— Вы оказали бы мне большую честь, если бы согласились стать моей женой, мисс Уинтерли, и я клянусь, что никогда не стал бы видеть в вас обязанность или бремя, потому что трудно придумать более неподходящие слова для определения моих чувств к вам.
Ив почти смягчилась, почти поддалась на этот горячий золотой блеск в его глазах. Однако всего неделю назад он уже обманул ее. Как она могла связать свою жизнь с человеком, который оттолкнул ее в тот момент, когда ему показалось, что она слишком близко подобралась к настоящему Кольму Хэнкорту?
— Если бы вы сказали это в ту ночь, когда дождь застал вас вместе со мной в летнем домике и дал вам шанс ненадолго полюбить меня, я бы могла вам поверить. Но с тех пор прошло столько дней, и я не верю.
— Тогда я не мог содержать семью, — возразил он, снова используя этот предлог, чтобы отказаться связать с ней свою жизнь.
— У меня хорошее приданое и свой дом, который вполне меня устраивает, но, как я полагаю, внуку герцога он мог бы показаться недостойным.
— Нет, единственное, что кажется мне недостойным, — это жить за счет жены. Разве я мог бы считать себя мужчиной, если бы мне пришлось просить жену назначить мне содержание? Как вы представляете себе положение мужа, который должен спрашивать жену, согласна ли она называться женой секретаря или предпочитает, чтобы в ее доме он звался просто никем?
— А я не знаю, как вы представляете себе жизнь жены, сознающей, что мужа возмущает каждый принадлежащий ей пенни? Итак, как видите, вы совершенно правы, мистер Хэнкорт, мы хотим от брака разных вещей и попросту не подходим друг другу. Спасибо за ваше предложение, сделанное из чувства долга, но думаю, я снова не приму его. Желаю вам очень доброй ночи, сэр.
— Ив, не надо, — вырвалось у Кольма. Казалось, ему больно видеть, что она уходит, унося с собой столько обиды и недопонимания.
Решив, что вытерпела достаточно от человека, который делал ей предложение с таким видом, как будто предпочел бы, чтобы ему выбили зубы, Ив наконец ушла, оставив его стоять, как суровую, но довольно хорошо одетую статую, поскольку после ее очередного отказа у него не хватило такта с любезной улыбкой и вздохом облегчения удалиться самому.

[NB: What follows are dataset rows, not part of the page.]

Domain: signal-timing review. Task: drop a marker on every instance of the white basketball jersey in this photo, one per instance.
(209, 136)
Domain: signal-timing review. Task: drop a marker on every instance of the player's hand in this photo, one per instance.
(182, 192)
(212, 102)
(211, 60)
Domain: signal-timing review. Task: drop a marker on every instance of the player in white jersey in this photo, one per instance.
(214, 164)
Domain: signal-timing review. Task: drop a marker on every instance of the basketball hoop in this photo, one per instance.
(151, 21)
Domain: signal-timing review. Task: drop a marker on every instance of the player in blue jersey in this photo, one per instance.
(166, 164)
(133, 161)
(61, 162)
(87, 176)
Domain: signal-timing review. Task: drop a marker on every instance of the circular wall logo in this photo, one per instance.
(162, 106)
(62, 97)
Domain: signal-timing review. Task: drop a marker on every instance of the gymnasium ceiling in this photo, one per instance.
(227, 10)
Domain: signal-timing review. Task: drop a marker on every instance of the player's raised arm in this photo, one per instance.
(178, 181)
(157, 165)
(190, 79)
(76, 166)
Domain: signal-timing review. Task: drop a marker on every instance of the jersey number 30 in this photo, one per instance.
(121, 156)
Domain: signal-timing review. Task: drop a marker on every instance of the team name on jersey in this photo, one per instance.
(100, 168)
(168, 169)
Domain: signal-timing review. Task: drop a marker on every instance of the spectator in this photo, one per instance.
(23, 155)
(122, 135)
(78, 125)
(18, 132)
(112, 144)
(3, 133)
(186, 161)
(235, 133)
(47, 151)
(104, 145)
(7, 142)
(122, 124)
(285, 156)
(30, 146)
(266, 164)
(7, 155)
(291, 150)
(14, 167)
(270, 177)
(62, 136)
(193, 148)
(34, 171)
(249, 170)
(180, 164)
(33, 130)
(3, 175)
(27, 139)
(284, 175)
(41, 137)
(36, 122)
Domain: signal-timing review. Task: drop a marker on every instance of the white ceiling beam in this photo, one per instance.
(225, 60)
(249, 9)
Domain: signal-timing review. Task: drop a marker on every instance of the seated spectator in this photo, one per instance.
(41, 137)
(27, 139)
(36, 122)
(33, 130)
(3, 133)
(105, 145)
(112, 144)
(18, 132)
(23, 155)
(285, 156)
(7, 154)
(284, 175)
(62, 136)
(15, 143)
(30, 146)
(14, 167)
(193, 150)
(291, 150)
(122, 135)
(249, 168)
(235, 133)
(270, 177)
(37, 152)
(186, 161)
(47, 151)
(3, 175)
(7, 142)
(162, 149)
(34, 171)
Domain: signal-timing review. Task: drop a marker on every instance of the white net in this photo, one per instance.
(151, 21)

— Не спрашивай, — сказала она отцу, кружившему поблизости в готовности послать за самым лучшим вином, чтобы отпраздновать ее помолвку с человеком, за которого он еще вчера не позволил бы ей выйти замуж. — Не могу поверить, что ты это сделал. Как ты мог изменить свое мнение о нем только потому, что вчера он был беден, а сегодня стал богат?
— Неужели ты так плохо обо мне думаешь, Ив?
— Да… нет… о, я не знаю, — неуверенно пробормотала она, вдруг почувствовав, что сейчас разрыдается.
— Хлоя сказала, что я не прав, пытаясь встать между тобой и мужчиной, который, возможно, любит тебя, даже несмотря на то, сколько всего вам придется пережить. Я немного рассердился и стал возражать, но в конце концов мне пришлось признать, что она права. Ты сама должна решать, за кого тебе выходить, милая, и мне жаль, что я пытался разлучить вас.
— Папа, это не ты разлучил нас, а он. А теперь я иду спать, — сказала Ив. Она не могла позволить себе расплакаться, когда Кольм стоял за дверью библиотеки и мог ее услышать. — Мы поговорим об этом утром, когда я буду в состоянии видеть лес за деревьями. — Она быстро клюнула отца в щеку и побежала наверх, даже не послав за Брэн, чтобы та помогла ей раздеться. — Я больше никогда не пожелаю видеть этого идиота, — сообщила она своему отражению в зеркале. Потом заперла дверь спальни, чтобы туда никто не явился со словами, что все пройдет и ее сердце не разобьется. Потому что откуда им, черт возьми, знать.
Кольм стоял, словно примерз к месту. Не имело смысла задаваться вопросом, чем вызвано стеснение в груди: словами, которые Ив сказала своему отцу, или обилием съеденной за обедом пищи, потому что он знал, что все гораздо хуже.
— Здорово же ты все запутал, Картер, — прошептал он в холодное пространство библиотеки виконта, надеясь, что тот уже ушел и не стоит за дверью, кивая в знак согласия.